J’aperçus, venant à nous à travers les collines, un jeune gentleman, aux yeux brillants, vêtu d’un costume de couleur fauve, une rose à la boutonnière, et avec un sourire qui eût dû désarmer les Sables-Tremblants eux-mêmes. Avant que je pusse me mettre debout, il se jeta sur le sable près de moi, me passa les bras autour du cou, et, selon la mode étrangère, me donna une embrassade à m’étouffer.

« Mon bon vieux Betteredge ! dit-il, je vous dois sept schillings six pence. »

« Savez-vous maintenant qui je suis ? »

Le bon Dieu nous bénisse ! c’était M. Franklin Blake que nous avions sous les yeux quatre heures plus tôt qu’on ne l’attendait !

Avant que j’eusse retrouvé la parole, je vis M. Franklin, avec l’apparence de la surprise, porter ses regards de moi sur Rosanna. Je suivis ses yeux à mon tour, et la considérai. Elle rougissait de plus en plus, sans doute depuis que M. Franklin l’envisageait : puis, tout à coup, elle se retourna et nous laissa là subitement, en proie à une émotion incompréhensible sans même faire la révérence au gentleman, ni m’adresser un mot. Cette manière insolite d’agir était bien extraordinaire chez elle, car j’ai rarement rencontré une servante plus convenable et plus polie.

« Singulière fille, dit M. Franklin, je ne sais ce qui lui a paru si bizarre en moi ! – Je suppose, monsieur, répliquai-je en faisant allusion à son éducation étrangère, que c’est le vernis des pays lointains ! »

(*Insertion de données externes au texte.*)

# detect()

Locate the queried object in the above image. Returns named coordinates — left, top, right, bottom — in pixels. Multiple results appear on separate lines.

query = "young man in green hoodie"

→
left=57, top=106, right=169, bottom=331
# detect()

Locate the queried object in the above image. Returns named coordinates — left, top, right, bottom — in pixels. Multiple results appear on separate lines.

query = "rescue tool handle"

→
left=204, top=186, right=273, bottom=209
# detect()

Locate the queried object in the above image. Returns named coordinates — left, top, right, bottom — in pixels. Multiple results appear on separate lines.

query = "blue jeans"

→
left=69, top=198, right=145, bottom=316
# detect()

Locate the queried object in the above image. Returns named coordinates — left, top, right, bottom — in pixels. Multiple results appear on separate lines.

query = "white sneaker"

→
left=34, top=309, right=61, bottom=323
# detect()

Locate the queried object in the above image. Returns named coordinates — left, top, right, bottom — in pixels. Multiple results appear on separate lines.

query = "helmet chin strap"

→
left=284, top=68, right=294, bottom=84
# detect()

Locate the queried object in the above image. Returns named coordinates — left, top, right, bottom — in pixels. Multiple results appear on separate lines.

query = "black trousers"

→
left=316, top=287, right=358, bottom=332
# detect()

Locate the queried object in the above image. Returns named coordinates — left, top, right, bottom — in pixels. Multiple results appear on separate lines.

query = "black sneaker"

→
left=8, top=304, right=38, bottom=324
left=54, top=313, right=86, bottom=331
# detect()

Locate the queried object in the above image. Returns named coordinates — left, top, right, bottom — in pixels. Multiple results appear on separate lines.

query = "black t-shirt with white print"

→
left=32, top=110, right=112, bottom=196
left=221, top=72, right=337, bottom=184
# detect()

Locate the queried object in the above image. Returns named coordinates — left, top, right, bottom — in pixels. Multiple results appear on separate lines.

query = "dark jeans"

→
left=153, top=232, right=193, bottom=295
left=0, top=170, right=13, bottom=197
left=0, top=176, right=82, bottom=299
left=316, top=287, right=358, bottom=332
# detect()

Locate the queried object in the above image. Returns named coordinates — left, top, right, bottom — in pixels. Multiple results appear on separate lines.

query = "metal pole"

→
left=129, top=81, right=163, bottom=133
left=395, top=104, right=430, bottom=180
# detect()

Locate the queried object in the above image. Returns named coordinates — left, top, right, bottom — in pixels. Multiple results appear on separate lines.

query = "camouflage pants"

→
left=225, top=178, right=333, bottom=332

Je note ici la question banale de M. Franklin ; et ma niaise réponse, comme pouvant servir de consolation à tous les gens sans esprit ; car j’ai remarqué qu’il y a une certaine satisfaction pour les gens inférieurs à voir qu’en beaucoup d’occasions leurs supérieurs ne déploient pas plus de finesse qu’eux ; or, ni M. Franklin, avec sa brillante éducation reçue à l’étranger, ni moi avec mon âge, mon expérience et mon esprit naturel, n’eûmes un soupçon de ce que signifiait la singulière attitude de Rosanna Spearman.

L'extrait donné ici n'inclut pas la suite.